The primary departmental focus continues to be how to best provide information services to the community. For the past four years the department has focused on the “roving librarian” model, walking the floor and actively seeking patrons who may need assistance. However, telephones, emails, IMs and text messages also need to be answered in a timely fashion. Toward that end, we created a new service model, which redirects the electronically submitted questions to off-desk librarians where they are answered immediately. The public is served with little or no wait while staff time is fully maximized.

The Travel, Large Print, and Finance collections all received special attention in the past year. The travel collection was expanded to include new travel series, as well as multiple copies of current popular guides like Frommer’s and Foder’s series. New Large Print material is now located on the Main Level next to the fireplace in the Fiction area, creating a warm and welcoming browsing environment.

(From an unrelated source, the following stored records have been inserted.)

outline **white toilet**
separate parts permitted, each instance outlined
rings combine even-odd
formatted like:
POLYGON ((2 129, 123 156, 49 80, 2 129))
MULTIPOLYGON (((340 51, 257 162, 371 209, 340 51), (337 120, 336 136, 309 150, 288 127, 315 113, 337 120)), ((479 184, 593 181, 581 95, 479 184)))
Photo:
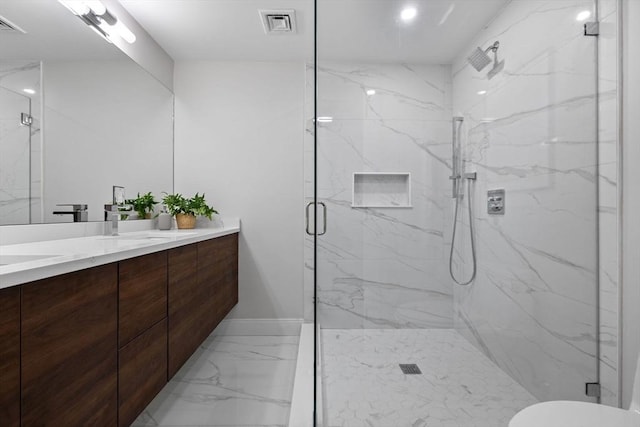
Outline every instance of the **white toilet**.
POLYGON ((628 411, 596 403, 543 402, 518 412, 509 427, 640 427, 640 356, 628 411))

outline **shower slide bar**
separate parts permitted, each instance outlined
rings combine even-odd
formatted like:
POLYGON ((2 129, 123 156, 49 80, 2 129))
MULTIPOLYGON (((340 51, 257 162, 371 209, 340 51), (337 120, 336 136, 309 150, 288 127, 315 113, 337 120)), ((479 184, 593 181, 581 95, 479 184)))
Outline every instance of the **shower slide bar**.
POLYGON ((452 121, 452 135, 451 135, 451 176, 449 179, 452 181, 451 184, 451 197, 458 197, 458 193, 460 190, 460 143, 459 143, 459 132, 460 126, 462 126, 462 122, 464 121, 463 117, 455 116, 452 121))

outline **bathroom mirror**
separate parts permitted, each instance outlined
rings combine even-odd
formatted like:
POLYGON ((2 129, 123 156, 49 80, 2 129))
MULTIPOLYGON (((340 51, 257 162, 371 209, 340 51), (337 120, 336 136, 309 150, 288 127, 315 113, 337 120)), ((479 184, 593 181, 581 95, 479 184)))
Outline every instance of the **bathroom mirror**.
POLYGON ((173 94, 53 0, 0 0, 0 225, 173 191, 173 94))

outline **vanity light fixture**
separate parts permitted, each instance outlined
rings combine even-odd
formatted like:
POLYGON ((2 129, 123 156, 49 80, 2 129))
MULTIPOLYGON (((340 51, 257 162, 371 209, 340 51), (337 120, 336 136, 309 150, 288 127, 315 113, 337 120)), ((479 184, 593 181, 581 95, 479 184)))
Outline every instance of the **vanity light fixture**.
POLYGON ((113 35, 127 43, 136 41, 136 35, 116 16, 109 12, 100 0, 58 0, 74 15, 111 43, 113 35))
POLYGON ((35 93, 36 93, 36 91, 35 91, 35 90, 30 89, 30 88, 24 88, 24 89, 22 89, 22 91, 23 91, 24 93, 28 93, 29 95, 35 95, 35 93))
POLYGON ((486 91, 486 90, 479 90, 479 91, 478 91, 478 95, 484 95, 484 94, 486 94, 486 93, 487 93, 487 91, 486 91))
POLYGON ((376 90, 375 90, 375 89, 368 89, 368 90, 367 90, 367 95, 369 95, 369 96, 373 96, 373 95, 375 95, 375 94, 376 94, 376 90))
POLYGON ((318 117, 318 123, 331 123, 333 121, 333 117, 323 116, 318 117))

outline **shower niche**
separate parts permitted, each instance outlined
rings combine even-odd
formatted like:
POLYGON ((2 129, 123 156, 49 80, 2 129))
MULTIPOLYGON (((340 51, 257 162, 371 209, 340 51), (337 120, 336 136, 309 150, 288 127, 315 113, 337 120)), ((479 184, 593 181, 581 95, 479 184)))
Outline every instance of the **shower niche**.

This year I was invited to speak about our innovative Glade system to the staff of the Camden (ME) Public Library, Billerica (MA) Public Library, and at the Massachusetts Library Association Annual Meeting. Blanche Parker presented on ILL and Copyright Practices at the Connecticut Library Association Annual Meeting. Janet Davis and Erica Bess attended BookExpo America in New York City, the preeminent conference for the publishing industry. I attended Computers in Libraries (Washington, DC), learning the latest in computer research techniques, the mobile library, and trends in e-Books. Darien Library continues to be an early adopter in most fields and we are creating applications that most libraries haven’t begun to consider. Erica Bess and I attended the American Library Association Annual Meeting (New Orleans) at the end of June, once again focusing on emerging trends in technology as well as the practical aspects of issues we face on a daily basis.

Caroline Mandler Lopez and Erin Shea joined the KLS staff as part-time weekend assistants in September. After a wonderful year, it was with great pleasure that both accepted full-time positions, Caroline as a KLS Librarian and Erin as the Head of Adult Programming.

After 15 years as a reference librarian, Janet Davis moved from the front lines to the Materials Management Department, overseeing serials management, Children’s, YA and audiovisual materials. Erica Bess, part of the KLS Department since May 2010, left at the end of June to become Team Leader of the Information Department at the Princeton (NJ) Public Library. Erica’s short tenure played to her strengths and was a tremendous asset to the department.

One of the most important components of excellent service is the continued ability to understand and meet the needs our community. While answering questions and providing information are our stock in trade, our services are designed to help in any number of ways. The nooks and crannies of the new building make a large space feel intimate, whether looking for a quiet place to study or read a magazine, or finding a private area to conduct business. This year exam periods and extreme weather found us full to overflowing, and as librarians we were at our best when pushed to the limit, always committed to providing extreme customer service.